第26話:夢が絶望に変わるとき

那月は中学二年生になり、定期的に模擬試験が始まってきた。そのため、彼女は必死に勉強をしていたのだ。彼女の夢は医師で、その夢を志したきっかけは自分の病気になったときに優しくしてくれた女性の先生と柚月の病気を治してくれた男性の先生を見ていて、“かっこいい!”と思ったことがきっかけだった。


 しかし、彼女は模擬試験終了後の面談で先生から“那月さんは本当に医師になりたいのですか?このままでは志望している高校進学が絶望的ですよ。”と告げられた。彼女は“あんなに出来ていたのになぜ?”と思っていた。実は彼女が模試終わったあと、自分で自己採点をしてみたところ主要3科目で280点だった。彼女は“この点数を取れているなら問題はないだろう”と心の底から思っていた。
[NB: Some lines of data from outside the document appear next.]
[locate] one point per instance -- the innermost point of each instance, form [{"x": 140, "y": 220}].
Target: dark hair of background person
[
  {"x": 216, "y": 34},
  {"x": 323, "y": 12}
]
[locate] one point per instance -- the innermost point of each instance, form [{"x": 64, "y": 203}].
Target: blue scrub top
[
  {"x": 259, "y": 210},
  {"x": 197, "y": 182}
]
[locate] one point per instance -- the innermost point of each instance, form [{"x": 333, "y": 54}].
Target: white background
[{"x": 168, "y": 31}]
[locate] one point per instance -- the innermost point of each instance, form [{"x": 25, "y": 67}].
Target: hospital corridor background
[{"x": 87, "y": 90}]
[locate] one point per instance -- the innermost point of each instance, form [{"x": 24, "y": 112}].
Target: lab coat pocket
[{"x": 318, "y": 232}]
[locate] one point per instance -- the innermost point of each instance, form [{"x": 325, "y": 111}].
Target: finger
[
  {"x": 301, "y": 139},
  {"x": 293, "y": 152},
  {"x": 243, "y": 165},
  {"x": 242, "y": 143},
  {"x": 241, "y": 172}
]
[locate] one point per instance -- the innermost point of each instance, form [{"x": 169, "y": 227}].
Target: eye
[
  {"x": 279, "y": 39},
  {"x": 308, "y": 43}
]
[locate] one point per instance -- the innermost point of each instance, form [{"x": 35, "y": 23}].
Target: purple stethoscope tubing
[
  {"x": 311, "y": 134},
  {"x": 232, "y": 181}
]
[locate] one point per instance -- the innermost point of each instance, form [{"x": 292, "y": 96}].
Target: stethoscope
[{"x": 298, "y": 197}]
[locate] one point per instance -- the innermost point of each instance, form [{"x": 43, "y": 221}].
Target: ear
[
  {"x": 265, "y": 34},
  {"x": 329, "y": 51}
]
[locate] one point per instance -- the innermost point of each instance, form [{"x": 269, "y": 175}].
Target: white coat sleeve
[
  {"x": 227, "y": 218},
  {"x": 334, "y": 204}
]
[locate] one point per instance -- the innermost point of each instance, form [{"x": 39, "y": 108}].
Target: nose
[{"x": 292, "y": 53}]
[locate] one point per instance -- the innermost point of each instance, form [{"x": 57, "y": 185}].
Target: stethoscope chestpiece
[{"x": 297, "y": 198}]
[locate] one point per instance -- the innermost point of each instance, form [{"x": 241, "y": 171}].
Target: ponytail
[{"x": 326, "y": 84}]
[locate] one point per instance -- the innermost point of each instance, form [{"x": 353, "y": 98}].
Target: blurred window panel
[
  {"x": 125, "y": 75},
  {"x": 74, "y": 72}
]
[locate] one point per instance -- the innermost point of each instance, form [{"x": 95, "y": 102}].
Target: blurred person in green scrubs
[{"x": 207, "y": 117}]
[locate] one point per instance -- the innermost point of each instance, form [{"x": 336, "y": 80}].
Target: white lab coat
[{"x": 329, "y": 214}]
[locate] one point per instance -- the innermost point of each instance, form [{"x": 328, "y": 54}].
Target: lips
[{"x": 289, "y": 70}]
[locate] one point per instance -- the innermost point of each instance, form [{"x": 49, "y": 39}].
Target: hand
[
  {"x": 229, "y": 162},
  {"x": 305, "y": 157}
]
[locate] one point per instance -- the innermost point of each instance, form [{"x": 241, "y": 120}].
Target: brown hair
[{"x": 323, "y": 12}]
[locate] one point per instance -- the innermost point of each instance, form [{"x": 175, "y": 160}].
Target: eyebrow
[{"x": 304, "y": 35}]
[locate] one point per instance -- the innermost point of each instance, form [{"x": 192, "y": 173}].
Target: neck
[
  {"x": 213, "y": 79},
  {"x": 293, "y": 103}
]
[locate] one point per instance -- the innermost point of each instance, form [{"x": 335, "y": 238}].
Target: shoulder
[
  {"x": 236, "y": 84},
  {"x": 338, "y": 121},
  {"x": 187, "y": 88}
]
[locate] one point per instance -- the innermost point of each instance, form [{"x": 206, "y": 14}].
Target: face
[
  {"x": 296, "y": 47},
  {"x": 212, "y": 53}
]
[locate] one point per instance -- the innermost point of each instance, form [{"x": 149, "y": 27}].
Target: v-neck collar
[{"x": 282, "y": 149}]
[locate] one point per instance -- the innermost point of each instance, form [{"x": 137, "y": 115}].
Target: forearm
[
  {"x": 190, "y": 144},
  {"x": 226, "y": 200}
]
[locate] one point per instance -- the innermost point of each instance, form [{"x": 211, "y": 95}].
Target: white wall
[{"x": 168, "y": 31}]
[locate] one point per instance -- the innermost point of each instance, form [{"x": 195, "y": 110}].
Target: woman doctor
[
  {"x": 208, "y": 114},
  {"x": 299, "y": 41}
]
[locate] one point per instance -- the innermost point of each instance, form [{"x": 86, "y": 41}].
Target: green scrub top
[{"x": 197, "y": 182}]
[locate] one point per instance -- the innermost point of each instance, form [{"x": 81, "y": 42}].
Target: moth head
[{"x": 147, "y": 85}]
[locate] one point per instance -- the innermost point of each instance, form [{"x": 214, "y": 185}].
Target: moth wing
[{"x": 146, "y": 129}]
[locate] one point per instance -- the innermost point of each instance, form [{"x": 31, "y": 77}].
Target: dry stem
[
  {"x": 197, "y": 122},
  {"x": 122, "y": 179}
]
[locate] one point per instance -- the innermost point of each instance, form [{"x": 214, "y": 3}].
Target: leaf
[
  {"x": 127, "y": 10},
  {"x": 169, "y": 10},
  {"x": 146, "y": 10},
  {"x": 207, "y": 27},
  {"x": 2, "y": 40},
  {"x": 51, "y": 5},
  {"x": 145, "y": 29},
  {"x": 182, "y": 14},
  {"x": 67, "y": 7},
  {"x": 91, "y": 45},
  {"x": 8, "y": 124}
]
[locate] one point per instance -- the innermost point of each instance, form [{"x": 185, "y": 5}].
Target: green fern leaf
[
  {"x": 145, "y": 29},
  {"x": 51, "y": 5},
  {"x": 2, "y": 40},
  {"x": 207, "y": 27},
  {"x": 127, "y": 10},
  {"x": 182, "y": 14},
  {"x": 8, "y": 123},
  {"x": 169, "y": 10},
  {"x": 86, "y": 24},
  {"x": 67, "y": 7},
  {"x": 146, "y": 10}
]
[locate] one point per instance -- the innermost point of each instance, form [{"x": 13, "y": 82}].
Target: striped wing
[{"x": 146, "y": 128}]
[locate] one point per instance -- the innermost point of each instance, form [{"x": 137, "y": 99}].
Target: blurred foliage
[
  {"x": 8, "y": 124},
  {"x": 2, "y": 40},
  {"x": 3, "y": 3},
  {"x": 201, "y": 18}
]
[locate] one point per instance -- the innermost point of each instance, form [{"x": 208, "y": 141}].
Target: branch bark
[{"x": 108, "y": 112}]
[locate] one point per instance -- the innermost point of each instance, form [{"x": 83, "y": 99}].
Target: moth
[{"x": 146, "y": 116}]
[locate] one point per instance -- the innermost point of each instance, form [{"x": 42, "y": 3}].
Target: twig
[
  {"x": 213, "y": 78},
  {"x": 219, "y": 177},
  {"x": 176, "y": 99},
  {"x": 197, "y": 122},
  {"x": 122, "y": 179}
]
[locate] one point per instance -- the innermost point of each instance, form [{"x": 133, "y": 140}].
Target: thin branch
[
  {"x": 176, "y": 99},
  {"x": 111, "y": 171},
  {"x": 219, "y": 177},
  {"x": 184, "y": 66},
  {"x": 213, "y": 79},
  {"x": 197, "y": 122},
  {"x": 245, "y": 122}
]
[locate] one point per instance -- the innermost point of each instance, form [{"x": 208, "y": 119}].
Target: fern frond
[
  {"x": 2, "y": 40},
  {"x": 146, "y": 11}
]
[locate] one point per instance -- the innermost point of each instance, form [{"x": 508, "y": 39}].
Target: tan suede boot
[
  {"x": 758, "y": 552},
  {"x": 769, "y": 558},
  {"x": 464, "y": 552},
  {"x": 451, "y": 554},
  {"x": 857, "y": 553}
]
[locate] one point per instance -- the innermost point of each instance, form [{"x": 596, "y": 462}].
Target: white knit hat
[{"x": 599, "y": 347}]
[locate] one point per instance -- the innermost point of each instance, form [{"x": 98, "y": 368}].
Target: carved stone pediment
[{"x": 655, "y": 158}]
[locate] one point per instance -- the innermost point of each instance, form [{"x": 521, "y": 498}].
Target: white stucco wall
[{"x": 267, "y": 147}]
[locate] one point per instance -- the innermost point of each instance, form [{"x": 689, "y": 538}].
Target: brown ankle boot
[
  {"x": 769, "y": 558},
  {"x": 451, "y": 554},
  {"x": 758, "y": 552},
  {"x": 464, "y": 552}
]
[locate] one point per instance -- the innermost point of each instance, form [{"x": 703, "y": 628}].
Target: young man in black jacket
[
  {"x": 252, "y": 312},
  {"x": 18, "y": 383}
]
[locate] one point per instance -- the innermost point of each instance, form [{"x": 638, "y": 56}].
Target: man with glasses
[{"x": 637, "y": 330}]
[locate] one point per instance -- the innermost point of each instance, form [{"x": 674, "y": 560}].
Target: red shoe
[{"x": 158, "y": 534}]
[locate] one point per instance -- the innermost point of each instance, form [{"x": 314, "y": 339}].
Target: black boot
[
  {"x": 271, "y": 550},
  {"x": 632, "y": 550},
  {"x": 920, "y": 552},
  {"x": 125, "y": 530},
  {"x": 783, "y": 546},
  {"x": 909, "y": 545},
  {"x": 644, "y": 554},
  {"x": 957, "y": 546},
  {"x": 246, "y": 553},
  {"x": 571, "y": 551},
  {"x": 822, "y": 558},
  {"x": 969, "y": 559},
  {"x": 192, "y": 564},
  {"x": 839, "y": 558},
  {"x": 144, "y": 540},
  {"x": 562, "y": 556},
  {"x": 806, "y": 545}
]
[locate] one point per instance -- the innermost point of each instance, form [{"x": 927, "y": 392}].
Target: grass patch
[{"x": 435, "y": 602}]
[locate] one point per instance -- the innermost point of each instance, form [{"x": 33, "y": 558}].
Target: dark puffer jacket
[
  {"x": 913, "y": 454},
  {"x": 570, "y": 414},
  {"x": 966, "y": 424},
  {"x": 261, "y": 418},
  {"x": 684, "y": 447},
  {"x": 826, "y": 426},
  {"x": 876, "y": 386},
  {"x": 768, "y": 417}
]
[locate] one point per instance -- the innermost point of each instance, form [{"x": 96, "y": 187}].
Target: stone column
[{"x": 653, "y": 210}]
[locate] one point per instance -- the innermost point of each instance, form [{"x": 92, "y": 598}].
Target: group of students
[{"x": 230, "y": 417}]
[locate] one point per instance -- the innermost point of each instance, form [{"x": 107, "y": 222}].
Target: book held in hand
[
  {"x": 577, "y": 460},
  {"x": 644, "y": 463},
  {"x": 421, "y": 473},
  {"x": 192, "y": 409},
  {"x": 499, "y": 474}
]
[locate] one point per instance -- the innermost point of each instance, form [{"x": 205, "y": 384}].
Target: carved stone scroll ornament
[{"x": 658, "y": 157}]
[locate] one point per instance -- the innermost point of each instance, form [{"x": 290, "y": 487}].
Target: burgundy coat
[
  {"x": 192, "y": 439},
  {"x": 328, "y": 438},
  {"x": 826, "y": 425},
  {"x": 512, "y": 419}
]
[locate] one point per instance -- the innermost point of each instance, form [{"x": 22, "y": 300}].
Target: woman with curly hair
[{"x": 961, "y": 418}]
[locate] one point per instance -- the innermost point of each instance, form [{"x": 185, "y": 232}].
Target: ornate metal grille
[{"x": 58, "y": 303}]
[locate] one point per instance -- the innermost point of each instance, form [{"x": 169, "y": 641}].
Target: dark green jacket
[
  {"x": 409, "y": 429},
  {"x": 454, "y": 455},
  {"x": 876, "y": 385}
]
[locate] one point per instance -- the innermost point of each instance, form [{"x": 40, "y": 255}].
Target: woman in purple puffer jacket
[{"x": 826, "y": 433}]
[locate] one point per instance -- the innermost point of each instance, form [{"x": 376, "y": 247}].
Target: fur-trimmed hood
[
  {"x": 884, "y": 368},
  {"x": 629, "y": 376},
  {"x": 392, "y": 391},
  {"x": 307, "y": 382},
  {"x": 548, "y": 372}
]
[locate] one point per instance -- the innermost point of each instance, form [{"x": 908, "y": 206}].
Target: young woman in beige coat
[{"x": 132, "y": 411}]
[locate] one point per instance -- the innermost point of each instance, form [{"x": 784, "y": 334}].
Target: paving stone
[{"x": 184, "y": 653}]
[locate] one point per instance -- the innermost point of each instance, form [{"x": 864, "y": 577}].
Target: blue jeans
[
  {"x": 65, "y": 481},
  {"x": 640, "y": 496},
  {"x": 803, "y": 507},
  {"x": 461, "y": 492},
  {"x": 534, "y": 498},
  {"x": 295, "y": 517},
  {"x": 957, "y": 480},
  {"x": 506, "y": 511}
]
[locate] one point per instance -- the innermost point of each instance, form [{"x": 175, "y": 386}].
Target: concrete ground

 ただ、彼女は志望校である区立喜岡高等学校の医療専門コースの合格基準を見て顔が青ざめてしまっていた。なぜなら、医療専門コースの偏差値は78、看護コースは60と偏差値が高く、このエリアでも屈指の難関校であるのは間違いなかったが、彼女の昨年の成績から算出された偏差値は70とかなり高い。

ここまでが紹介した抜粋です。